Advertisement

Business Group Unveils Plan to Defend Tollway in Courtroom : Transportation: Opponents say the membership of the new coalition proves that the project is designed for new development and not as a traffic aid.

Share
TIMES STAFF WRITER

A group of prominent business and development interests--concerned about a legal challenge to Orange County’s first toll road--has formed a coalition and hired attorneys to help defend the proposed San Joaquin Hills Corridor project.

The private group, which calls itself the Corridor Business Coalition, intends to raise money and provide legal services that will augment the efforts of the public agency that has been sued--the Orange County Transportation Corridor Agencies.

Robert K. Break, the attorney whose firm has been retained by the coalition, said Tuesday that he intends to go to court as early as this week to seek standing as a co-defendant in the lawsuit.

Advertisement

“We’re looking at trying to coordinate with the TCA (Transportation Corridor Agencies) counsel,” said Break, a member of the firm of Latham & Watkins. Break said his clients’ aim is to ensure that the “private sector . . . is heard.”

The lawsuit, filed on April 12, alleges that the Transportation Corridor Agencies has flouted California environmental requirements and seeks to block construction of the six-lane tollway. The suit was filed by the Natural Resources Defense Council, the Laguna Greenbelt Inc., the Laguna Canyon Conservancy, Stop Polluting Our Newport and Save Our San Juan.

The proposed San Joaquin Hills corridor, with adjoining land also set aside for possible mass-transit use, would stretch 19 miles from Jamboree Road in Newport Beach to Interstate 5, on the northern fringe of San Juan Capistrano.

Opposition to the road has been vehement in Laguna Beach and in San Juan Capistrano, where angry residents have packed meetings to voice their dissent. In San Juan Capistrano, the anti-tollway activists have begun a campaign to recall two council members who have served on the board of the Transportation Corridor Agencies.

Break and others familiar with the pro-tollway legal effort said the recently formed Corridor Business Coalition is being supported financially by most of the major landholders to be affected by the San Joaquin Hills project and by other business interests throughout Orange County.

Those groups include the Building Industry Assn.’s Orange County chapter, the Irvine Co., the 900-firm member Industrial League of Orange County, the Orange County Chamber of Commerce, the Federated Chambers of Commerce of Orange County and the Orange County Transportation Coalition.

Advertisement

When informed Tuesday of the development interests’ desire to enter the lawsuit, Joel R. Reynolds, attorney for the Natural Resources Defense Council, said that it buttressed a contention of tollway opponents: that the road’s purpose is to make possible new development--not alleviate existing traffic congestion.

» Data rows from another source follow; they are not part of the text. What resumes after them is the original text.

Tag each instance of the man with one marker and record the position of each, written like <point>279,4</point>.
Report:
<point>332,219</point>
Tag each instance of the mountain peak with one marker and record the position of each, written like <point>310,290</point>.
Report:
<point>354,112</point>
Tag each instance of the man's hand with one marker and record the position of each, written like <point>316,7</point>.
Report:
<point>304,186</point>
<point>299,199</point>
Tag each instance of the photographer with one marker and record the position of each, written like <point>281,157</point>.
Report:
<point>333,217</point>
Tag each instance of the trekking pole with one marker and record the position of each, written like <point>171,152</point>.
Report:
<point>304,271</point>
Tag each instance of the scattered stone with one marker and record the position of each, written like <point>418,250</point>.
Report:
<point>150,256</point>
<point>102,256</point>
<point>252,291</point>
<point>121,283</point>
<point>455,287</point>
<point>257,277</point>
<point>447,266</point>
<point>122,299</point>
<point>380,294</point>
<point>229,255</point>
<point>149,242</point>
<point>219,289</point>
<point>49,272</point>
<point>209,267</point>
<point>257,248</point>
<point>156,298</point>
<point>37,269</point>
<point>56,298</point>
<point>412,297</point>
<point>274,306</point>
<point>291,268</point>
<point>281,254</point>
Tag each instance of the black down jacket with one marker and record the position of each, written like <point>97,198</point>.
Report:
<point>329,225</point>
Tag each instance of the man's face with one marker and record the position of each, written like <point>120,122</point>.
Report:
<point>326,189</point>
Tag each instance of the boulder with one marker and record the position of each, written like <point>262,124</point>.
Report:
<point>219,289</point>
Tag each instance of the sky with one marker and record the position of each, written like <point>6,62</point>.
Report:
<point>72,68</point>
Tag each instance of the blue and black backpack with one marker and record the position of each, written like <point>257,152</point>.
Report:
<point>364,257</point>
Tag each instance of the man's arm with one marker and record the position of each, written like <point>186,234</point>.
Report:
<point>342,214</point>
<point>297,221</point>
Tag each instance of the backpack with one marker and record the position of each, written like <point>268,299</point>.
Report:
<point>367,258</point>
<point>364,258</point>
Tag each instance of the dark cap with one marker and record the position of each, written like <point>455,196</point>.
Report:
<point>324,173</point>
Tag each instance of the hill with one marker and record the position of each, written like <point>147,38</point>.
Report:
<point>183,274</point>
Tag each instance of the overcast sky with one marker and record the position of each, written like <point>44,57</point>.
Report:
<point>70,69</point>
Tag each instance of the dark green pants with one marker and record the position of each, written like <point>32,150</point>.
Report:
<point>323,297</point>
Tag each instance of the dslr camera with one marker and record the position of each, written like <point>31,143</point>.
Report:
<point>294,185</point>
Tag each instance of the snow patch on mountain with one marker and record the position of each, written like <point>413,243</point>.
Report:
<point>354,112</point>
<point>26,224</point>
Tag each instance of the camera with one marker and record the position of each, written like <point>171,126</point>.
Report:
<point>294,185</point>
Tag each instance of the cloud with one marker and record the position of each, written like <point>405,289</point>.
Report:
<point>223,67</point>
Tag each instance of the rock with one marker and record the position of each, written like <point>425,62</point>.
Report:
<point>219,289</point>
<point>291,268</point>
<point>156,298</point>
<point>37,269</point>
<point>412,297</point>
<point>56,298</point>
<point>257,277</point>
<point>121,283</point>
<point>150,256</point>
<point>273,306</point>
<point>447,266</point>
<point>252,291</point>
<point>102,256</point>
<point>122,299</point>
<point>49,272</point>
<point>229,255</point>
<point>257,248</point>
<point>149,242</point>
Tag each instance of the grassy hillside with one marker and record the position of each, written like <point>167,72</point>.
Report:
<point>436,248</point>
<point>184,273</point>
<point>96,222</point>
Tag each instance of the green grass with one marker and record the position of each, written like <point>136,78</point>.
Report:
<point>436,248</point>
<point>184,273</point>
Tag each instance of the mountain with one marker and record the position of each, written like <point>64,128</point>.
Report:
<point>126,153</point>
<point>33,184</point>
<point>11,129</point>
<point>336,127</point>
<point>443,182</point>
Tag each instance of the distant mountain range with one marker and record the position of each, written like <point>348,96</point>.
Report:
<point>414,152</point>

“This is a project that’s been proposed and is being pursued by developers,” Reynolds said, adding that he would oppose granting “unlimited” standing in the lawsuit to the Corridor Business Coalition.

However, at least one major South County landowner--the Mission Viejo Co.--will not participate with the coalition, according to a company representative.

“It’s our philosophy that TCA (the Transportation Corridor Agencies), which is a governmental agency, should be defending itself,” said Wendy Wetzel, the Mission Viejo Co.’s vice president for corporate affairs.

No trial date for the lawsuit has yet been set in Orange County Superior Court. Tollway proponents have said they hope to resolve the litigation this summer and break ground on the road by year’s end.

An executive of the Corridor Business Coalition said his group’s intention in seeking to join forces with the Transportation Corridor Agencies is to ensure that the toll road’s potential impacts on the regional economy are recognized.

Advertisement

“Our objective is to play whatever role we can in getting the suit resolved as quickly as possible,” said coalition treasurer Todd B. Nicholson, who is also president of the Industrial League of Orange County.

Nicholson would not speculate about how much money might be raised but termed the lawsuit as “one more roadblock in a 17-year effort to get a vital link built in the county.” If a judge allows the private coalition to intervene as a co-defendant, the Transportation Corridor Agencies’ financial burden in fighting the lawsuit also could be eased.

In any event, both sides acknowledge the significance of the lawsuit to the proposed tollway’s future.

“It is life or death,” said Dana W. Reed, an attorney who is chairman of the Orange County Transportation Commission. “It’s literally that simple. If they are not successful, the project doesn’t get built.”